Impedance-based state estimation of lithium-ion batteries

This thesis can be divided into two interconnecting sections. The first section is  centered on the development of an internal temperature (IT) and state of health (SoH) estimator for lithium-ion batteries (LIB) through the use of online electrochemical  impedance spectroscopy (EIS) measurements. Correlation analysis on the relationship  between sensitive impedance variables and battery state parameters was also performed  and the strength of this relationship quantified. The second section focuses on the electrochemical performance of the nanostructured Li-alloying materials silicon (Si) and  germanium (Ge) nanowires (NW) for next-generation LIBs. EIS is used throughout in  order to gain insights into the electrochemical properties of the novel materials. Chapters  are arranged as research articles, each with an introductory summary.  

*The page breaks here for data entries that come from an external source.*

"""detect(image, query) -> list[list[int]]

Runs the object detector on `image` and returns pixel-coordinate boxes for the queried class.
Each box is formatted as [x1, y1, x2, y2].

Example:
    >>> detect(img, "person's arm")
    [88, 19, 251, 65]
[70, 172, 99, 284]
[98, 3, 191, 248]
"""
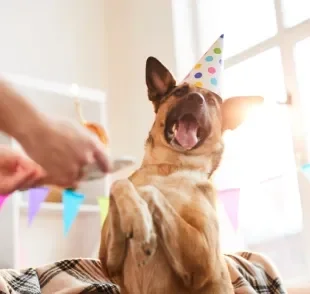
[0, 79, 44, 140]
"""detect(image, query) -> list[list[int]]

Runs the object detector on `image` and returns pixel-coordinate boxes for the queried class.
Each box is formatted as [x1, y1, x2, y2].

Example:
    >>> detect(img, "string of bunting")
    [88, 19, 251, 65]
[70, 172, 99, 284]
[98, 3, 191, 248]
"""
[0, 163, 310, 236]
[0, 187, 109, 236]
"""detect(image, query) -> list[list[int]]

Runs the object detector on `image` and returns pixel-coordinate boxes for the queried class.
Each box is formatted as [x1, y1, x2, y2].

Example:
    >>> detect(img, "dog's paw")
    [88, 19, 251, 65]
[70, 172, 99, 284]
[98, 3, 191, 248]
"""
[130, 233, 157, 267]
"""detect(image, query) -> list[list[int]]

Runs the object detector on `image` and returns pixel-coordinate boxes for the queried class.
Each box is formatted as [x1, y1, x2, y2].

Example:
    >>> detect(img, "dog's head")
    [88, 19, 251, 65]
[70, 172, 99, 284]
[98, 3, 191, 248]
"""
[146, 57, 263, 172]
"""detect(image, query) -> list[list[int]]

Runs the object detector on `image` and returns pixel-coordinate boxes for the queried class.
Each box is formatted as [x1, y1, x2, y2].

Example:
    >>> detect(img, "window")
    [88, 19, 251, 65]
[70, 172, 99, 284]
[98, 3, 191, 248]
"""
[172, 0, 310, 284]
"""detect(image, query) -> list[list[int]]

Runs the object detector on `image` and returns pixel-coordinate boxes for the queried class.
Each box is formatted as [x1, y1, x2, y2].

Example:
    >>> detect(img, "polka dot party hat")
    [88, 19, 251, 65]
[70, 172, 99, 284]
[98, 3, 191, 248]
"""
[183, 35, 224, 95]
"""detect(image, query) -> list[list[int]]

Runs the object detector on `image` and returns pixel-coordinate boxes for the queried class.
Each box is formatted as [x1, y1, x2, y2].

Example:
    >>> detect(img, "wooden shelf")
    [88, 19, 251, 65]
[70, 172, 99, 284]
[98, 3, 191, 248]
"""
[0, 77, 110, 268]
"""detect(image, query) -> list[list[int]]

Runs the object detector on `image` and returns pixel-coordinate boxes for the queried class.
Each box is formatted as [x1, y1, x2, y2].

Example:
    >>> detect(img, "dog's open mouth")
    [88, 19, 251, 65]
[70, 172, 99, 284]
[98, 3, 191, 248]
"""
[166, 113, 204, 150]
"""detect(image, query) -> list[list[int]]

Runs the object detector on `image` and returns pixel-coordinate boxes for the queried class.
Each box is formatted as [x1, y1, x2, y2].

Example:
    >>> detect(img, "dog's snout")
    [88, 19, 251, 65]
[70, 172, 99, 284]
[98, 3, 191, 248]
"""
[187, 93, 204, 105]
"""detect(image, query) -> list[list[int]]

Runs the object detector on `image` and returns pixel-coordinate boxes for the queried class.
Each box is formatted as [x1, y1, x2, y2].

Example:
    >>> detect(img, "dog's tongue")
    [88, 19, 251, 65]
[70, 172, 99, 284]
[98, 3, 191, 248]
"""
[175, 119, 199, 149]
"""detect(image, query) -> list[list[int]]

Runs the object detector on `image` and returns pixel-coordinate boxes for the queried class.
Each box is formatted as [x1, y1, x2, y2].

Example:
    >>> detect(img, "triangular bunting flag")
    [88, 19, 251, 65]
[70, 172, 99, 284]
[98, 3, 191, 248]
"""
[62, 190, 85, 235]
[98, 197, 109, 223]
[28, 187, 48, 225]
[301, 163, 310, 179]
[0, 195, 8, 209]
[218, 189, 240, 231]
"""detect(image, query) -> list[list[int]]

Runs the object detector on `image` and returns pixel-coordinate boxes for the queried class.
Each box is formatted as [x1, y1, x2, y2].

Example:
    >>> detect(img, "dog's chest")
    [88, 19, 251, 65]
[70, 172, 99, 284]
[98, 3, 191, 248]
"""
[151, 172, 206, 204]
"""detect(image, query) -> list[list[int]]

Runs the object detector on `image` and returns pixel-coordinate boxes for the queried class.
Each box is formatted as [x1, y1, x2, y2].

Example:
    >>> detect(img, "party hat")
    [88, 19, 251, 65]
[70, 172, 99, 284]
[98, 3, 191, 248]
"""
[183, 35, 224, 95]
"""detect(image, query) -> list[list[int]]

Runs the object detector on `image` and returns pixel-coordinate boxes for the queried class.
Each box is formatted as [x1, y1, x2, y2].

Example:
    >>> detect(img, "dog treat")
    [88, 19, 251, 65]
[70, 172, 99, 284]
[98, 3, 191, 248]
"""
[75, 99, 109, 147]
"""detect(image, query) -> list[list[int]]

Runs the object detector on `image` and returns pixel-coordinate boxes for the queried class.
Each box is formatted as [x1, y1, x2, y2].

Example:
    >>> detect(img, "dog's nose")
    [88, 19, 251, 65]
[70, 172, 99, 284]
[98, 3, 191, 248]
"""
[187, 93, 205, 105]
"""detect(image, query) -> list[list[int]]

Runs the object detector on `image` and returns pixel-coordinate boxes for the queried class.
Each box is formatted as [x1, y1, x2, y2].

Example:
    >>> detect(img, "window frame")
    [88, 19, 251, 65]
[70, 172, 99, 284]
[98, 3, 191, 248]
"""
[172, 0, 310, 286]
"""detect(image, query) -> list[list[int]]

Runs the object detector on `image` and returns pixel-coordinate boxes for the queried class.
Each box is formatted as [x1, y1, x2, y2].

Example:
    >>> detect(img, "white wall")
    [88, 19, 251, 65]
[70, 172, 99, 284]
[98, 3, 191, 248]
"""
[0, 0, 175, 177]
[0, 0, 106, 89]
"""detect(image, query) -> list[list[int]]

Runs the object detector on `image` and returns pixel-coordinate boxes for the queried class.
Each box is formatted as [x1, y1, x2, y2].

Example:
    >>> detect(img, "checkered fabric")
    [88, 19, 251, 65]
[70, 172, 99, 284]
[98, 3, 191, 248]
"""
[0, 252, 287, 294]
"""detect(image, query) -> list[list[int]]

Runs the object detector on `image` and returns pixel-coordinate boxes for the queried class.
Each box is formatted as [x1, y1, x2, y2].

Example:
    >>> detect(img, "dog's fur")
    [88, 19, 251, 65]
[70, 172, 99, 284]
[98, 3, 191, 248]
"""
[99, 57, 262, 294]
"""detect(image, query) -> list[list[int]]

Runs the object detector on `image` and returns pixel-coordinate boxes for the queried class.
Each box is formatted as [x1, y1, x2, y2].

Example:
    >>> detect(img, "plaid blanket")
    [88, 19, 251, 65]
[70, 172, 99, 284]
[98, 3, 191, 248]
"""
[0, 252, 287, 294]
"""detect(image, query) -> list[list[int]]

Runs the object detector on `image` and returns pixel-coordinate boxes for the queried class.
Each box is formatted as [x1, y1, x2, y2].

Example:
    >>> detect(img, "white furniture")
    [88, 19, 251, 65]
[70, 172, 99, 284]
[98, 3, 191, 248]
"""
[0, 74, 109, 268]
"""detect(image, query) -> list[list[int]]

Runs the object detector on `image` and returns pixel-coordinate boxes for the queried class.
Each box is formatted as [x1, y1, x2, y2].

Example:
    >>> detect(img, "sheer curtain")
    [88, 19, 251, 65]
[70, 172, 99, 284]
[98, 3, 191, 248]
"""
[172, 0, 310, 284]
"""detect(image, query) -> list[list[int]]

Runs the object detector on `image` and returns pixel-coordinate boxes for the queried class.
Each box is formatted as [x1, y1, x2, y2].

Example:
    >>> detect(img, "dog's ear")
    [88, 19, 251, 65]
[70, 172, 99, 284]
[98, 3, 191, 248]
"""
[221, 96, 264, 132]
[145, 57, 176, 111]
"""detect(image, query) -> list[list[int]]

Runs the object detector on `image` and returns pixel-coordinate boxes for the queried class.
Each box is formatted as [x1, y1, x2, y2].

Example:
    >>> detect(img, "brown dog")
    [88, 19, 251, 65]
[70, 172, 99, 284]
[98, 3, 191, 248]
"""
[100, 57, 262, 294]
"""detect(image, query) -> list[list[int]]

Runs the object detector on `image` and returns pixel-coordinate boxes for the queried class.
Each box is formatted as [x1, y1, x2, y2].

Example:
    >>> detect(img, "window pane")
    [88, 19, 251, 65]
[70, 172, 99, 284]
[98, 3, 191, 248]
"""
[223, 48, 286, 101]
[295, 38, 310, 160]
[282, 0, 310, 27]
[197, 0, 277, 57]
[214, 48, 310, 282]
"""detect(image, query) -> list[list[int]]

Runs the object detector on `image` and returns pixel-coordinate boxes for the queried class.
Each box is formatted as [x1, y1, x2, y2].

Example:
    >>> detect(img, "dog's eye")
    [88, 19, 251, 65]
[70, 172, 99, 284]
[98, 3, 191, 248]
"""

Chapter 3 describes the development of a novel LIB IT estimator using EIS. The  proposed model used a single frequency impedance point, which displayed high  sensitivity to changes in temperature while simultaneously showing low dependence to  the change in state of charge (SoC) and SoH. The model was able to accurately estimate  the internal temperature of commercial LIBs, over the temperature range 10 °C to 55 °C,  achieving an average RMSE of 1.41 °C across 9 data sets. Chapter 4 describes the  development of a SoH estimation model for LIBs. Similar to the previous chapter, the  impedance at a single frequency is used to relate the fade in capacity to the increase in  impedance as the battery aged. The model successfully estimated the capacity of 6  commercial batteries over 300 cycles, with an RMSE of 0.0064 Ah achieved between  actual and estimated capacities. In chapter 5, sensitivity correlation analysis is performed  to identify and quantify the dependence of various equivalent circuit elements and  frequencies to the vital battery parameters of SoC, SoH and IT. Each parameter  demonstrated high sensitivity to particular frequency ranges and parts of impedance, thus  validating the intrinsic relationship each parameter has with impedance. Chapter 6 details  the electrochemical behaviour of graphite (Gr), Si NW and Ge NW electrodes over a  wide range of parameters including temperature, ageing and SoC. It was found that the nanostructured nature of Si NWs and Ge NWs dramatically improved their low  temperature performance compared to micro-sized Gr. The fracturing and regrowth of the  SEI layer during lithiation/delithiation was monitored using the charge transfer resistance  acquired via EIS. Much larger variations in charge transfer resistance were observed as a function of SoC for Si NW and Ge NW electrodes, which was a result of the cracking and  reformation of the solid electrolyte interface (SEI) layer caused by large volume changes during lithiation and delithiation. In chapter 7, the effect of cell configuration on the  performance of Si NW, Si NW:Gr composite and Gr electrodes was explored. The effect  of separator paper, electrolyte, additives and electrochemical test procedures were  assessed. It was shown that the variation in cell design had a major effect on the rate and  cycle performance of each material, demonstrating the key role of each component on the  overall cell performance.